Those shoes didn’t only have a practical meaning. They also symbolized freedom and the ability to move around and possibly escape. The deprivation of the prisoners’ shoes was a powerful symbol that their freedom had been taken away. And for the ones taken directly to the gas chambers, rising mounds of shoes were a stark statement that those shoes would never again be needed.
Shoes are important!
The Holy Boots of the Gospel
If we consider this in the context of the scriptures in Ephesians, we understand that since the surrounding scriptures are about the armor of a warrior, the boots are also those of a warrior.
“Stand firm … with your feet fitted with the readiness that comes from the gospel of peace.”
In the first century, a soldier’s shoes were distinctive from other types of shoes. Roman soldiers wore heavy military sandals called caligae, “half boot and half sandal.” The upper part of the shoes were constructed with openwork designs, which gave good ventilation. Many straps allowed adjustment to fit the peculiarities of an individual’s foot. The soles were made of several layers of leather and “were clenched with hobnails, arranged in patterns. These hollow metal studs provided a firm grip on the soil. They dug into the ground and kept the soldier sure-footed and stable when holding his ground or advancing against an enemy. Because combat was always “close” and hand-to-hand, firm footing was essential.

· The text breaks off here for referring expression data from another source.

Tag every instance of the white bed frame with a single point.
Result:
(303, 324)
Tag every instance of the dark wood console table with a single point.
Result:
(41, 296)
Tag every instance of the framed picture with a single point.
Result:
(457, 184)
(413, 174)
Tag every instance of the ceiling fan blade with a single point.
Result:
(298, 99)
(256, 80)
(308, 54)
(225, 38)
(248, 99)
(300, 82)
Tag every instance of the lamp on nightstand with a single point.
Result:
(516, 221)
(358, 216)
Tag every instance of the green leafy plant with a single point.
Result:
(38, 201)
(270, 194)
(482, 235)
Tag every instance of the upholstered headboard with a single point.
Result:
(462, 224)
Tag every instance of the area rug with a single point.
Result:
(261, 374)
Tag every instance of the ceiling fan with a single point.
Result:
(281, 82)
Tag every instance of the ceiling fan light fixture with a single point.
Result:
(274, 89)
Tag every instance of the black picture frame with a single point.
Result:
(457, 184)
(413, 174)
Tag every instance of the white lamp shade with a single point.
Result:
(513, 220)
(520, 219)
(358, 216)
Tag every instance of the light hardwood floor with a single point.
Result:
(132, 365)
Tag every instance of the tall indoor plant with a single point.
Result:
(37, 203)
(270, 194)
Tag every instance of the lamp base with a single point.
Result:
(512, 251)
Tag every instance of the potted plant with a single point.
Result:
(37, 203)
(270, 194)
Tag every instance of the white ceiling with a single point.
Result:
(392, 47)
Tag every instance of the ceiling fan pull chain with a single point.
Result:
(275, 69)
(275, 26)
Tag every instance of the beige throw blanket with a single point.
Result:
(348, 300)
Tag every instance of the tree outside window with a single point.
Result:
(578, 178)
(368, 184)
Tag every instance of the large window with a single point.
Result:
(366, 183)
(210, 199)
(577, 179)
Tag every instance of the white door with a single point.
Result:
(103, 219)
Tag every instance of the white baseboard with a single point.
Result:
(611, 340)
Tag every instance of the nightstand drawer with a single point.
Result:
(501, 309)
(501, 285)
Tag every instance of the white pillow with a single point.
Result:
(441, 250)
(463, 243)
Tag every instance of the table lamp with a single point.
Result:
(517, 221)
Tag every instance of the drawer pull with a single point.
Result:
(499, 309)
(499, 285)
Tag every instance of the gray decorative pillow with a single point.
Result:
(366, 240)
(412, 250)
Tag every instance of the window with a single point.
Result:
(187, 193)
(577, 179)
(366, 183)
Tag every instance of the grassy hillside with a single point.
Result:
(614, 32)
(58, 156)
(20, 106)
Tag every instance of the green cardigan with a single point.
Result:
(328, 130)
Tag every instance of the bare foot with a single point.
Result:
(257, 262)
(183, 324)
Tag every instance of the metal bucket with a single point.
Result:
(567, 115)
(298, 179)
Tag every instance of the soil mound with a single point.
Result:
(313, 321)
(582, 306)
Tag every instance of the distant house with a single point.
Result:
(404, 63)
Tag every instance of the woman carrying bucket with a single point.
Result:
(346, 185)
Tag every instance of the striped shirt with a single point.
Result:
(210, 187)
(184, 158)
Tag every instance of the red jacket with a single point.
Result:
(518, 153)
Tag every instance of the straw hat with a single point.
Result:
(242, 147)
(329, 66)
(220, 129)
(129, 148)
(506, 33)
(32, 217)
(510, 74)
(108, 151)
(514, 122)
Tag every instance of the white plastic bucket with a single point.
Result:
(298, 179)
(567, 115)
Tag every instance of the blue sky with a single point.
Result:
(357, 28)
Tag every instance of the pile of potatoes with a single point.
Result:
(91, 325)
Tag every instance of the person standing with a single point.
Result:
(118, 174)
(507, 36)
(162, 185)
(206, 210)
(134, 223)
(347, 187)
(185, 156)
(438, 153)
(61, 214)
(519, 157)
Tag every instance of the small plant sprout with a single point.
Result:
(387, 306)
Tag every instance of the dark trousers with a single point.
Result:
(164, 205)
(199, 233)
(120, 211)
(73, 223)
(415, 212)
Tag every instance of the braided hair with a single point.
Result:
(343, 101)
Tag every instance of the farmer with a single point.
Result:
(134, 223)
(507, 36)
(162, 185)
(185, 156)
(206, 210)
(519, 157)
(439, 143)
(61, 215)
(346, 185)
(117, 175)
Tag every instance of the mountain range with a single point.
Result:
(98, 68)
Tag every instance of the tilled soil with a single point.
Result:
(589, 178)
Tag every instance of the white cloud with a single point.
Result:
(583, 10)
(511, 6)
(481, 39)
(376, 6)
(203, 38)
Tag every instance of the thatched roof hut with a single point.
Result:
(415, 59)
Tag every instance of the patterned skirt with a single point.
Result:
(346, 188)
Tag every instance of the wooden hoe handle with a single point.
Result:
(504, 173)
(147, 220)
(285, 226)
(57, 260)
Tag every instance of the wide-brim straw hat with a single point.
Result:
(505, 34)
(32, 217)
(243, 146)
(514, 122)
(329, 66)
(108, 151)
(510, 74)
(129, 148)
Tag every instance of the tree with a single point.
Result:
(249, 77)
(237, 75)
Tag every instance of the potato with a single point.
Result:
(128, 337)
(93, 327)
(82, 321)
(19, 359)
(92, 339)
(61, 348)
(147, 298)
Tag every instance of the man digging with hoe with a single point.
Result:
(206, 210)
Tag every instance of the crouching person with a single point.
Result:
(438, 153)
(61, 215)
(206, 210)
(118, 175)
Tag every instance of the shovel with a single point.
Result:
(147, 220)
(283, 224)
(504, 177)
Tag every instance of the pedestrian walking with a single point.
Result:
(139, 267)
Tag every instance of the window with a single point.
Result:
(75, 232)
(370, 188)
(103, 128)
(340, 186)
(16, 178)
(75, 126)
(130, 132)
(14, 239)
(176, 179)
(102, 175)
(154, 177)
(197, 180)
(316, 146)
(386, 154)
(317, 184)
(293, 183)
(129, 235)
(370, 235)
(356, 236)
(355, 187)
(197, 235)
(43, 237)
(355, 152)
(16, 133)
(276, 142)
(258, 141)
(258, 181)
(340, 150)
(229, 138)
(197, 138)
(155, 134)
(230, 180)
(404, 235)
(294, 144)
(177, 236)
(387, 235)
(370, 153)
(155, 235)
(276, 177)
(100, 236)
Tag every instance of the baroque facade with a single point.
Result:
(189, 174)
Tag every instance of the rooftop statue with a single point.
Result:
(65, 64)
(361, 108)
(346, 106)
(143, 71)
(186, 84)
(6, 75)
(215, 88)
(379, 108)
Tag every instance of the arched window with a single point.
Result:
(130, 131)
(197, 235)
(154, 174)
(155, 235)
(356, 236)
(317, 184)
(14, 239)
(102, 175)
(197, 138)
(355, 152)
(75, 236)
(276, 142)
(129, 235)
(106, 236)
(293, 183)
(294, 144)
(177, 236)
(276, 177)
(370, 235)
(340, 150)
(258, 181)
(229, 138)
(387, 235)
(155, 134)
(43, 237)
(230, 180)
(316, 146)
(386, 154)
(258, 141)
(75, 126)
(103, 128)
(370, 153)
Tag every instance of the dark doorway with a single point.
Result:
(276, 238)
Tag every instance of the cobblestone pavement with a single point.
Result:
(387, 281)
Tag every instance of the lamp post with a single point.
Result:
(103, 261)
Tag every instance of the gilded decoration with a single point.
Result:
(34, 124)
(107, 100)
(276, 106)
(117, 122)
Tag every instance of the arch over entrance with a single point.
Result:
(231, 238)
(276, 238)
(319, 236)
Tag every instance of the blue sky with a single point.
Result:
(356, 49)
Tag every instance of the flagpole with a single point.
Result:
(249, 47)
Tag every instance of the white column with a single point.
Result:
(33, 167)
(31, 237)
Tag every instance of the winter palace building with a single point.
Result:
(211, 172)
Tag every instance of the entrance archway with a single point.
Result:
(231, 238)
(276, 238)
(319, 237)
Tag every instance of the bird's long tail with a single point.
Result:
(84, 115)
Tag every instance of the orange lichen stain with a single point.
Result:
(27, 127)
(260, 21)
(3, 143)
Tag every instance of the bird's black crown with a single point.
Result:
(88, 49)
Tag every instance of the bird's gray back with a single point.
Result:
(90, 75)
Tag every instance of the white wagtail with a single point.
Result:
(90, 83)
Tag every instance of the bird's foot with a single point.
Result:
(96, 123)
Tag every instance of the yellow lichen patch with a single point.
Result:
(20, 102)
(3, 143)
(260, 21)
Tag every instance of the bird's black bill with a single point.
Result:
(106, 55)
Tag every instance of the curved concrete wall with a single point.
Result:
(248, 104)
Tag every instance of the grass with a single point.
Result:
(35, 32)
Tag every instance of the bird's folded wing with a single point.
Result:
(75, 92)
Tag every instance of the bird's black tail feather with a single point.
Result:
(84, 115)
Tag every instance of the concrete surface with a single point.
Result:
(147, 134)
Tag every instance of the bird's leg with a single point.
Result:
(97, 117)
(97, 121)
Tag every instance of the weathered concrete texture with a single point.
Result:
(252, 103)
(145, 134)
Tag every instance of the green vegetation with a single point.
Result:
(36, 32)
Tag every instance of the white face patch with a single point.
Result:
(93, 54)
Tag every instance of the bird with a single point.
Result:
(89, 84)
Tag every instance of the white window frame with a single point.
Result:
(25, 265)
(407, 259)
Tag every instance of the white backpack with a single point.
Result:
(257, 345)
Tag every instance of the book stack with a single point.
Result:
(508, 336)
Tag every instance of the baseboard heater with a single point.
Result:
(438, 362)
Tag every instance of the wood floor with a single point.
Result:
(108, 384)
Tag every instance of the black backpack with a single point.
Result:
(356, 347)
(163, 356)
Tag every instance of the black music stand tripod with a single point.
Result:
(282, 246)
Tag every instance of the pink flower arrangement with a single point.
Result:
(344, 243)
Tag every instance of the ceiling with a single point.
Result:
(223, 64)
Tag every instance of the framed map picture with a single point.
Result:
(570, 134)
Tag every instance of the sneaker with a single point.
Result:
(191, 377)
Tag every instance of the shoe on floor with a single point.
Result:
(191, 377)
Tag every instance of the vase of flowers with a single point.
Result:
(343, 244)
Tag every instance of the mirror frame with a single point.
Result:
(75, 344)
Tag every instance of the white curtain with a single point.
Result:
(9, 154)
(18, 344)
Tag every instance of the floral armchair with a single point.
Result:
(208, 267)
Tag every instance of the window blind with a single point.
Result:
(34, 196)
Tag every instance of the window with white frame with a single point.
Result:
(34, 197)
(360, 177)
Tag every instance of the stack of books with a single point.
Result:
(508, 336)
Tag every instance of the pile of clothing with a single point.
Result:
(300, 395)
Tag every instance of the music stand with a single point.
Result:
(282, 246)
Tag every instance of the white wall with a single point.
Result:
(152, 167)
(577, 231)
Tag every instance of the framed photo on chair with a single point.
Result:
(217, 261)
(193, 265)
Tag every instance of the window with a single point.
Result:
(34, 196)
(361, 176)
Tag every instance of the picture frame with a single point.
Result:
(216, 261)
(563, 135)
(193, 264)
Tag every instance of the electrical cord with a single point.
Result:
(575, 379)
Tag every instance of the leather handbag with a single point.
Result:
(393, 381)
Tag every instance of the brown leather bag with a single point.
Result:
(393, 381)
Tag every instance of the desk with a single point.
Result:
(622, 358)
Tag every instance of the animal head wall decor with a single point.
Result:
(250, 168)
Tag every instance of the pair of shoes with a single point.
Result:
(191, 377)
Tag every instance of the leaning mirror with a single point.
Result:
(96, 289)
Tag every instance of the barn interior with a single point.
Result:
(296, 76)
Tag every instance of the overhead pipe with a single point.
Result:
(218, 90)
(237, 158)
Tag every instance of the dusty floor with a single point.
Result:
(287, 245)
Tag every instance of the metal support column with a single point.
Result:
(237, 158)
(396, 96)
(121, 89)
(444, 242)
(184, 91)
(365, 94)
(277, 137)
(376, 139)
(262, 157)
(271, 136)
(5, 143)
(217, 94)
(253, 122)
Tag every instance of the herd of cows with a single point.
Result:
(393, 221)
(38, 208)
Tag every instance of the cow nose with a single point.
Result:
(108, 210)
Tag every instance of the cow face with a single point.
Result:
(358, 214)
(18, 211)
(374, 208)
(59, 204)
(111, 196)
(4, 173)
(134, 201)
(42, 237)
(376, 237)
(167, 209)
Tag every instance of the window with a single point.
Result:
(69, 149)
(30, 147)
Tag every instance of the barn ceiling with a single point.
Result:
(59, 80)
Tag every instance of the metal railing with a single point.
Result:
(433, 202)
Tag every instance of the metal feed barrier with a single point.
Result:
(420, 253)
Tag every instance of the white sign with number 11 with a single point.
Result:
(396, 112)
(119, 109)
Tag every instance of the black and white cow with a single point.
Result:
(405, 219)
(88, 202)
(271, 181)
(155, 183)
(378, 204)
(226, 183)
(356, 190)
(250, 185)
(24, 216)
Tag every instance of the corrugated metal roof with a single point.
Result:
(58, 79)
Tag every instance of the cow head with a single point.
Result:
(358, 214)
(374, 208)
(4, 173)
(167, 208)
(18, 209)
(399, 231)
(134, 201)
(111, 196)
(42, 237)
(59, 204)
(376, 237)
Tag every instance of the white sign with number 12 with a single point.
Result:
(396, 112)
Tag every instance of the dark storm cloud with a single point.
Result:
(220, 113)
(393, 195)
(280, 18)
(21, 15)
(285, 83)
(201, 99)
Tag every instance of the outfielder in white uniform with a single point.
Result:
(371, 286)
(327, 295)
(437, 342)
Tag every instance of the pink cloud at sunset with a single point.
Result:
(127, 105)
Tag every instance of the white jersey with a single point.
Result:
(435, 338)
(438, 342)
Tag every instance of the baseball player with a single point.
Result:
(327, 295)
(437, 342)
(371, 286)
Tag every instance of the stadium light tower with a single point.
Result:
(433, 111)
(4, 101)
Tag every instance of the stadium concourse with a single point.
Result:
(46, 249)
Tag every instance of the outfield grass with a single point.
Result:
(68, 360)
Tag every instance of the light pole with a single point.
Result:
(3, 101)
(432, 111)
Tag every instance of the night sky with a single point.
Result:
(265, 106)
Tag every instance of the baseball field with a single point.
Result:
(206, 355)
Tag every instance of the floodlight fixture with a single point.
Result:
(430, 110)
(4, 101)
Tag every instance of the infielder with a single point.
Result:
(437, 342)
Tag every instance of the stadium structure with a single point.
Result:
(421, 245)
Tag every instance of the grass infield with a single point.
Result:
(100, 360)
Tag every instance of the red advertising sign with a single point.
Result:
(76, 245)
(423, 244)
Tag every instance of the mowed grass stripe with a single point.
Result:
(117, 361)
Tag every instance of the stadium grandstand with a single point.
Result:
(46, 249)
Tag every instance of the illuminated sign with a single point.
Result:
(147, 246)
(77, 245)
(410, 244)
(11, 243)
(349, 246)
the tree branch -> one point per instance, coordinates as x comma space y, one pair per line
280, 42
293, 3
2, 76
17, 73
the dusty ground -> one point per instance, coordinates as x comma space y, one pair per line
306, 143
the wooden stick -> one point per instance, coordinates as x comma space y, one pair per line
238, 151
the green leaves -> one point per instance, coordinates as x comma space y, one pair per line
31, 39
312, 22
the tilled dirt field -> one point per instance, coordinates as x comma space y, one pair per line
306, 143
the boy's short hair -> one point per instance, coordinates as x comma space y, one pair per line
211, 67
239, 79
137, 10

Holy Boots for Holy Ground
According to Pastor Dale Crawley Sr. in his article “Crippled by Chaos,” “Of all the things the enemy seeks to steal, kill, and destroy in your life … ‘peace’ is almost always at or near the top of his list. He intentionally stirs up discord, division, disruption, and disturbance, both within you and around you. He is the lord of chaos and confusion, using every opportunity to upset your sense of well-being and stability. He wants you uneasy, unbalanced, filled with anxiety, worry, and turmoil. He wants to take away your ability to stand firm or move at your own will. He wants to take away your peace!”
So we shoe our feet with the Gospel of peace, the word of God. But what do shoes have to do with the gospel of peace? To answer this question we have to understand what “gospel of peace” means. The word “gospel” means “good news.” The word peace means not only “peace” … but also “wholeness” and “salvation.” It has a similar meaning with the Hebrew word “shalom.” The gospel of peace is none other than the good news of salvation through Jesus Christ! Romans 5:1 says, “Therefore, since we have been justified through faith, we have peace with God through our Lord Jesus Christ.”
This is important because the enemy always aims to separate believers from God. It is God who gives believers the strength to put on the full armor and the power to conquer evil.
We must put on the gospel of peace by remembering that Christ died to bridge the chasm between us and God.
Crossing the Bridge in Our Holy Boots
Remember the toll bridges in our area? A price had to be paid at the toll booth to be able to cross the bridge. If a person could not pay, he had no right to cross. It’s the same with that bridge that leads to God. We can’t pay that toll, so we have no right of our own to cross.
But, hallelujah! Jesus paid the toll so we could cross the bridge. He paid the penalty for our sins and gave us His righteousness so that we could know God and walk, not hesitantly, but boldly before the throne of grace.
Soldiering on in Our Holy Boots
The Gospel gives us divine confidence that when the battle for souls rages, and the enemy comes against us, we can stand firm in the knowledge that we are saved, and that we are at peace with the power to stand, even in chaos. We can also advance against the powers of hell in the boots of the Gospel–the Word of God–that says “we are more than conquerors.” By His grace, we are able to stand firm or stand ready to go into action as the Holy Spirit prompts!